History is the mighty Tower of Experience… It is no easy task to reach the top of this ancient structure and get the benefit of the full view. There is no elevator, but young feet are strong and it can be done. —Hendrik Willem van Loon.
Psychiatry is a pseudoscience and an Inquisition. The chapter ‘From the Great Confinement of Louis XIV of France to a Chemical Gulag’ can now be read, in due order, on my Ex Libris page (here).
As I have said, while white nationalists know that in the universities some fields are pseudoscientific (for example, gender studies or so-called historical grievances), in the same universities there are other pseudoscientific areas that go completely unnoticed.
Psychiatry is one of them and, since I researched it a few years ago, having translated one of the chapters from my online book, why no translate a few others for this site?
But first I must finish the translation of a book I did not write: Deschner’s lifetime research on Christianity, from which I still have to add nine posts before the first volume is available, I hope, as a printed book through Lulu Inc.
The history of Christianity and the history of psychiatry have something in common. The System has hidden from us the facts of what happened. Reaching the mighty tower that Van Loon talks about is one of the objectives of this site.
7 replies on “View from the tower”
Thanks for spreading this information about the truth about psychiatry. May the ancestors bless you.
You are very welcome. In my opinion, WNsts have to awaken about quite a few realities before being able to save their race. They have analyzed the JQ to an amazing detail but in other important matters, they’re like normies that must be red-pilled. Psychiatry is only one of these subjects.
Isn’t it your experience that WNs are more likely to realise the truth about things like psychiatry than the general population?
Once Neo is unplugged by the robot-spider from the nape (race), yes: it’s easier the unplugging from the arms (e.g., psych).
“I, myself, spent 9 years in an insane asylum and never had any suicidal tendencies, but I know that every conversation I had with a psychiatrist during the morning visit made me long to hang myself because I was aware that I could not slit his throat.” – Antonin Artaud
“This is why a tainted society has invented psychiatry to defend itself against the investigations of certain superior intellects whose faculties of divination would be troublesome.
No, van Gogh was not mad, but his paintings were bursts of Greek fire, atomic bombs, whose angle of vision would have been capable of seriously upsetting the spectral conformity of the bourgeoisie.
In comparison with the lucidity of van Gogh, psychiatry is no better than a den of apes who are themselves obsessed and persecuted and who possess nothing to mitigate the most appalling states of anguish and human suffocation but a ridiculous terminology. To a man, this whole gang of pected scoundrels and patented quacks are all erotomaniacs.” – Antonin Artaud
How different the world would be if westerners sided with Antonin Artaud, Ernest Hemingway, Sylvia Plath and other depressed writers electro-shocked by psychiatrists! (Instead, they side with a pseudoscientific Inquisition…)
Do agree.
And one from Shakespeare at his very best:
MACBETH
I’ll put it on.
Send out more horses; skirr the country round;
Hang those that talk of fear. Give me mine armour.
How does your patient, doctor?
Doctor
Not so sick, my lord,
As she is troubled with thick coming fancies,
That keep her from her rest.
MACBETH
Cure her of that.
Canst thou not minister to a mind diseased,
Pluck from the memory a rooted sorrow,
Raze out the written troubles of the brain
And with some sweet oblivious antidote
Cleanse the stuff’d bosom of that perilous stuff
Which weighs upon the heart?
Doctor
Therein the patient
Must minister to himself.
MACBETH
Throw physic to the dogs; I’ll none of it.

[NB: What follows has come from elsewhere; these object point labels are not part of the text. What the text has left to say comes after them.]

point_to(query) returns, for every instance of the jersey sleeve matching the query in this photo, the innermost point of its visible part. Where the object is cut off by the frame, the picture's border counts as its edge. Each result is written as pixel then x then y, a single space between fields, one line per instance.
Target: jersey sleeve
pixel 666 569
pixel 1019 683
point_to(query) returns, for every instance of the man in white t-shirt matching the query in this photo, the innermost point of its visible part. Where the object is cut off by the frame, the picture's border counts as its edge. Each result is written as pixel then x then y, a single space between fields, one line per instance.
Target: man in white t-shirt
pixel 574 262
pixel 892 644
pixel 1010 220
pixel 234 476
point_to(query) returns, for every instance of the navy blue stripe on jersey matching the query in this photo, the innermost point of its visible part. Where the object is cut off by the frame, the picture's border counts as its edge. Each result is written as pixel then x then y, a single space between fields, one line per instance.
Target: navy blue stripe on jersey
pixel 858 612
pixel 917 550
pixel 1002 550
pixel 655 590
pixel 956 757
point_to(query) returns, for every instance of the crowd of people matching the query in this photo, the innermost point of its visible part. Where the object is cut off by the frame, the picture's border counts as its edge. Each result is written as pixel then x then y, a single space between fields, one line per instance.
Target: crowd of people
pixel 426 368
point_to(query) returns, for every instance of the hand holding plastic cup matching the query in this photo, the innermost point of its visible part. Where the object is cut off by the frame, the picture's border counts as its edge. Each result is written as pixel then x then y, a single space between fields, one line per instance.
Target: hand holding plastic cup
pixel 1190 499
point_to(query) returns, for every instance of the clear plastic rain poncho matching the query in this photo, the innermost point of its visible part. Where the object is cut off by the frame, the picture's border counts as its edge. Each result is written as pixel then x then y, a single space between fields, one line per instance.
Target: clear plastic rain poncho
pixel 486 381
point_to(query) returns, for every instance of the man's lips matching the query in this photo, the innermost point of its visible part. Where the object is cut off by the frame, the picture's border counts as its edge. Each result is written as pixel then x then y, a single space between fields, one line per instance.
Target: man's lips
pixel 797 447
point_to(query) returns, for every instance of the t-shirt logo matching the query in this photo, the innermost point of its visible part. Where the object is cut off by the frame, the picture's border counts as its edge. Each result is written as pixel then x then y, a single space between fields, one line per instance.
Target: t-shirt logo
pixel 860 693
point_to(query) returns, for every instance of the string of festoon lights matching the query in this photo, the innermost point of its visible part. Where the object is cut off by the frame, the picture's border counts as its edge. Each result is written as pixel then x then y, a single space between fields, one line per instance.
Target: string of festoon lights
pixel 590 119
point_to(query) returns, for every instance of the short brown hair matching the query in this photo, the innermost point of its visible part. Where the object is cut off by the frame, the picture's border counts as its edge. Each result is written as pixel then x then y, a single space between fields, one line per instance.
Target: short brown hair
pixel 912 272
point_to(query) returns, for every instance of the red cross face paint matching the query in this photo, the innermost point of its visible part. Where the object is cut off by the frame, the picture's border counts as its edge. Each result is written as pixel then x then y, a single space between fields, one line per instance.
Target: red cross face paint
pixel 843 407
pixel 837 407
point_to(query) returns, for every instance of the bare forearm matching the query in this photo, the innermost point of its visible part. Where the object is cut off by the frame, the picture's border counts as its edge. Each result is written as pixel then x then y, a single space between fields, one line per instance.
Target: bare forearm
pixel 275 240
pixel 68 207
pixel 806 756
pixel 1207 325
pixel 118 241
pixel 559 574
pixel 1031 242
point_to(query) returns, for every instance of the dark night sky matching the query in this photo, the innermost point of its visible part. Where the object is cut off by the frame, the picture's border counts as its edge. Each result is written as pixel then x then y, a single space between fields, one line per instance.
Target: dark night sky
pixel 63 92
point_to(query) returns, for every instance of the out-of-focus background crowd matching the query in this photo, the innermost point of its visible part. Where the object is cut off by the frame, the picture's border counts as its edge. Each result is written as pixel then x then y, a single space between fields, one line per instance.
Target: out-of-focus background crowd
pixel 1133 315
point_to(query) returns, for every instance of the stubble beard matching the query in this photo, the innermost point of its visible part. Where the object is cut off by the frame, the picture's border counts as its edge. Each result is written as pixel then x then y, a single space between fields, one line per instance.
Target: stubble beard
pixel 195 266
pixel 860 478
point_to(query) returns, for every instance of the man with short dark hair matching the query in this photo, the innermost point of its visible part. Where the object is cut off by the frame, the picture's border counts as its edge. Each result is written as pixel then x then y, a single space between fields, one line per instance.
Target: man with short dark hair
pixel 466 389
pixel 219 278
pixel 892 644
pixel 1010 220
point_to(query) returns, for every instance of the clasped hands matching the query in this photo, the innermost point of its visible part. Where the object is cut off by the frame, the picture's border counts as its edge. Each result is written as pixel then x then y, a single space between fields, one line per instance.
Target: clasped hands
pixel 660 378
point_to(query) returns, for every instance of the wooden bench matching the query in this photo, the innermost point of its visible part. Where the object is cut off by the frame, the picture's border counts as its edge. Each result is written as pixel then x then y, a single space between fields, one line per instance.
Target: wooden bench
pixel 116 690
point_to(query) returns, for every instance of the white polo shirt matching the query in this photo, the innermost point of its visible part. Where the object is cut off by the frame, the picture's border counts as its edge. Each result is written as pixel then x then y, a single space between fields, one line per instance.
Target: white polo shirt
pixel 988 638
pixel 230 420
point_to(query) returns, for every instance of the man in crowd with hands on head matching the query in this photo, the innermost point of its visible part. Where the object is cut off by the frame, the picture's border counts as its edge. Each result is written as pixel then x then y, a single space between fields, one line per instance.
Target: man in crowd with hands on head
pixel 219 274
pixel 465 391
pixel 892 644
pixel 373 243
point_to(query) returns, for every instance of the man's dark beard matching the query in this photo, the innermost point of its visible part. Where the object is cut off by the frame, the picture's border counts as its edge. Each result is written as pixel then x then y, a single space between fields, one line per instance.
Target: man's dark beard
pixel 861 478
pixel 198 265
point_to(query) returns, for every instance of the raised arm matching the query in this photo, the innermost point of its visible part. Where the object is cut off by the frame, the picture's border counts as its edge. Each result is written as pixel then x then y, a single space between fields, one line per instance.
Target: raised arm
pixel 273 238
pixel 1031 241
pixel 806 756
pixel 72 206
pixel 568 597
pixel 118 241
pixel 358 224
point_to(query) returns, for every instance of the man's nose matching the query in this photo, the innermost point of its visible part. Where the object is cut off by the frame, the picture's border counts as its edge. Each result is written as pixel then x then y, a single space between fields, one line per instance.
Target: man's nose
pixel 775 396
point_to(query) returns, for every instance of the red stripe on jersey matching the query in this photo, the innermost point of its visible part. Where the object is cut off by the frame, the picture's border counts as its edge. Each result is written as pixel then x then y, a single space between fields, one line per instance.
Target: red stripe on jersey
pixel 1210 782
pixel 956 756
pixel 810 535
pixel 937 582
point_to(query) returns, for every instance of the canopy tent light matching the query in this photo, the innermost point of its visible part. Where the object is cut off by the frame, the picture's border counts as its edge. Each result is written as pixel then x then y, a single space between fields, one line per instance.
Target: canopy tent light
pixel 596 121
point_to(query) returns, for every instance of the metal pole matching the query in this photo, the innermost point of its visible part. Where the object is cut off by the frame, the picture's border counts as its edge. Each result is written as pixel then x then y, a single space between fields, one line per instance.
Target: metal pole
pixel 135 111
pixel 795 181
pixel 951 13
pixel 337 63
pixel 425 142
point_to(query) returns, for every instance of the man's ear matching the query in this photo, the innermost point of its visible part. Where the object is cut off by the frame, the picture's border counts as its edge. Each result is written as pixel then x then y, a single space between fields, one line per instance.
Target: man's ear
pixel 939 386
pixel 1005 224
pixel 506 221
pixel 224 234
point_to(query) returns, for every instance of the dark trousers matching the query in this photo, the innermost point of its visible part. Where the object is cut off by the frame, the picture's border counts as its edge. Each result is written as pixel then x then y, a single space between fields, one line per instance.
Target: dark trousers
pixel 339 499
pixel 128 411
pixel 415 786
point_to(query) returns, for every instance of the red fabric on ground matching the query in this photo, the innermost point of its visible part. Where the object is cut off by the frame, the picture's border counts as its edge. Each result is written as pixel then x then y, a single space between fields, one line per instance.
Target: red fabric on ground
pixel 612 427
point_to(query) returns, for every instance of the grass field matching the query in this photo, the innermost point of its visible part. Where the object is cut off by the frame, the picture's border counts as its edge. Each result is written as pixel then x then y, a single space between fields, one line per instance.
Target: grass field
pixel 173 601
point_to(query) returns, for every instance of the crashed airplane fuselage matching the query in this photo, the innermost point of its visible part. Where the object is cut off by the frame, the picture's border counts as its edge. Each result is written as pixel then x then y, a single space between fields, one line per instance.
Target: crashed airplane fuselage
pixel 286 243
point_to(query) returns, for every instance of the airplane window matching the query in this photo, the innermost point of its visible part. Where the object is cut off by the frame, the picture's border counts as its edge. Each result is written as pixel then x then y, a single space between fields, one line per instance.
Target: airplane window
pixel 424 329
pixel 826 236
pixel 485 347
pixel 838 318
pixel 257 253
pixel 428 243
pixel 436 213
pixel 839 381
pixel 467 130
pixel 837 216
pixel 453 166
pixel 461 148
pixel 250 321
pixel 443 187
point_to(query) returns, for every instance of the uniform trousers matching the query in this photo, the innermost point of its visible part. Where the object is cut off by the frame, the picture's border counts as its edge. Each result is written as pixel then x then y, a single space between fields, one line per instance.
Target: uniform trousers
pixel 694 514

Come, put mine armour on; give me my staff.
Seyton, send out. Doctor, the thanes fly from me.
Come, sir, dispatch. If thou couldst, doctor, cast
The water of my land, find her disease,
And purge it to a sound and pristine health,
I would applaud thee to the very echo,
That should applaud again. – Pull’t off, I
say. –
What rhubarb, cyme, or what purgative drug,
Would scour these English hence?
Hear’st thou of them?
More than 400 years ago! Where is the “progress” of this species?